Ensaio 3 - Qualia Explanadum
Sobre a falsa depreciação da nossa qualidade de experiência devido ao surgimento de explicações
Sobre a falsa depreciação da nossa qualidade de experiência devido ao surgimento de explicações
É comumente pensado que a visão exposta no Ensaio 2, que toda nossa vida mental tem origem em nosso organismo material, é demasiada reducionista, simplística, materialista demais, pouco inspiradora, como se retirasse a beleza do que é ser humano.
Penso que a criatividade, a magnificência, a complexidade das nossas vidas mentais, da nossa experiência do Eu, provavelmente continuará a nos impressionar de qualquer forma seja qual for a explicação para ela, nada de importante sobre a qualidade de nossas experiências subjetivas é perdida se de fato a explicação para toda a natureza humana for de origem material.
Sabemos que o sol é composto por moléculas de hidrogênio, hélio e alguns outros elementos, essa informação não deprecia a beleza de ver o pôr do sol, imagino que era assim quando não sabíamos sequer o que eram moléculas, e continua a ser incrível após descobrirmos a composição material solar. O mesmo penso que vale para a nossa humanidade, saber que nossas memórias estão armazenadas em alguma forma material ou energética em nossos cérebros não torna lembrar de tempos incríveis do nosso passado uma experiência menos valiosa. A riqueza da experiência do que é subjetivamente ser humano ainda continua presente. Saber a química, anatomia, neurofisiologia, de qualquer estado mental ou de ser, das nossas emoções por exemplo, não torna experienciá-las menos qualitativamente impressionante e explicações mágicas não são requeridas.
Tais conhecimentos, seja sobre o sol, ou seja sobre a natureza humana, além de não atingir a nossa experiência subjetiva momentânea nos permite expandir o horizonte de experiências positivas possíveis no futuro.

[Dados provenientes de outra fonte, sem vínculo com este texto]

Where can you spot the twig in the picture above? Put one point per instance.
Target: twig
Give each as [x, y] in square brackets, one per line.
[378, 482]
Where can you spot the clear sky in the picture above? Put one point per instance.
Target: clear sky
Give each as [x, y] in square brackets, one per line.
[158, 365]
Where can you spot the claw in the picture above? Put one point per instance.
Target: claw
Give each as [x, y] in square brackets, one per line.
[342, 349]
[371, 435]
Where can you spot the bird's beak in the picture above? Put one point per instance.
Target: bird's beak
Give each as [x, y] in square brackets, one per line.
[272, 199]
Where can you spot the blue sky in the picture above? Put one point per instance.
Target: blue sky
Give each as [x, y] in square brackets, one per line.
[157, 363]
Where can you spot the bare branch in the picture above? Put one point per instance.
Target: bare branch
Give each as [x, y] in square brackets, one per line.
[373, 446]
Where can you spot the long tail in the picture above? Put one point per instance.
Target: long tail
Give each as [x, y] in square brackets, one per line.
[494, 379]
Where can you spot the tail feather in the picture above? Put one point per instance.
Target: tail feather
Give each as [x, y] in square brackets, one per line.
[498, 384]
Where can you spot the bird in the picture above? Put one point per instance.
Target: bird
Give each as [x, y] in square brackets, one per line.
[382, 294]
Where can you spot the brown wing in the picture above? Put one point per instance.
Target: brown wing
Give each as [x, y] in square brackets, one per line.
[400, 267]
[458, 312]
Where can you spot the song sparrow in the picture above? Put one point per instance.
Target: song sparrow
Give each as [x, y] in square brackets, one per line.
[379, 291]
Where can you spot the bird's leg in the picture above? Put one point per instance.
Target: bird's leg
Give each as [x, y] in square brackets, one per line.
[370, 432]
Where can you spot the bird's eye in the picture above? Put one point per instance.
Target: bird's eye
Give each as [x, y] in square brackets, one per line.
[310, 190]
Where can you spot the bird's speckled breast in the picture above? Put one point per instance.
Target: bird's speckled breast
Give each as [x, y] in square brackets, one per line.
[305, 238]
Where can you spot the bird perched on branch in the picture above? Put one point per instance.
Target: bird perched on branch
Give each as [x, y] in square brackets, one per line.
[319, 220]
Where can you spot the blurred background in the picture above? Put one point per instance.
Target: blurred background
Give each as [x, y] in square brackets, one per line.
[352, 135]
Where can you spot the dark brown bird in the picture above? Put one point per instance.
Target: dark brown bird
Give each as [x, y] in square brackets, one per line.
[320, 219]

É como se ao assistir a um excelente espetáculo de mágica um prefira não saber a mecânica de funcionamento do truque, talvez porque o sentimento de surpresa e mistério irá desaparecer uma vez que tudo for revelado o truque se tornará insípido. Não há problema em querer ter essa experiência num espetáculo, uma de completo mistério, mas quando as coisas realmente importam, em casos em que tentamos elevar o nosso conhecimento sobre qualquer tópico em questão para resolver problemas, a intuição contrária torna-se prioridade. Entendimento mecanístico usualmente virá ao resgate, pois operar num mundo mágico composto de obscuridades, conceitos misteriosos e livres de evidências, pode trazer sensações de surpresa, mistério, reverência para o espectador, porém não é suficiente quando precisamos performar a mágica, o bom mágico sabe mecanicamente exatamente o que está acontecendo em seu espetáculo, o bom doutor em sua mesa cirúrgica, e o bom pintor em seu quadro.
Muitas pessoas são visivelmente apavoradas de qualquer tipo de conhecimento que tente compreender nossa vidas mentais, nossa subjetividade, em termos mecanísticos, filosóficos, científicos, biológicos, químicos, pois de alguma forma isso parece remover a santidade do que é ser humano, o quão sagrada é a nossa experiência no mundo. Isso ao meu ver não passa de um bicho-papão psicológico, uma antagonização improdutiva e desnecessária ao conhecimento, pois continuamos a descobrir incessantemente que todo aspecto do seu Eu, da sua vida mental, da sua subjetividade, personalidade, das suas emoções, está em alguma forma ou jeito imbuída em seu corpo, mais e mais explicações verossímeis que são terráqueas, materialistas, livres de mágica e divindades sobre o funcionamento da natureza humana surgirão, esses conhecimentos devem ser encorporados as nossas tradições contemplativas, meditativas, religiosas, que engrandecem nossa subjetividade e capacidade de reflexão, que nos convence na simplicidade o quão sagrada é experiência de que é ser um ser vivo. Tais tradições tem que ter contato com o mundo das evidências, pois lutar com fatos é simplesmente enganar a si mesmo.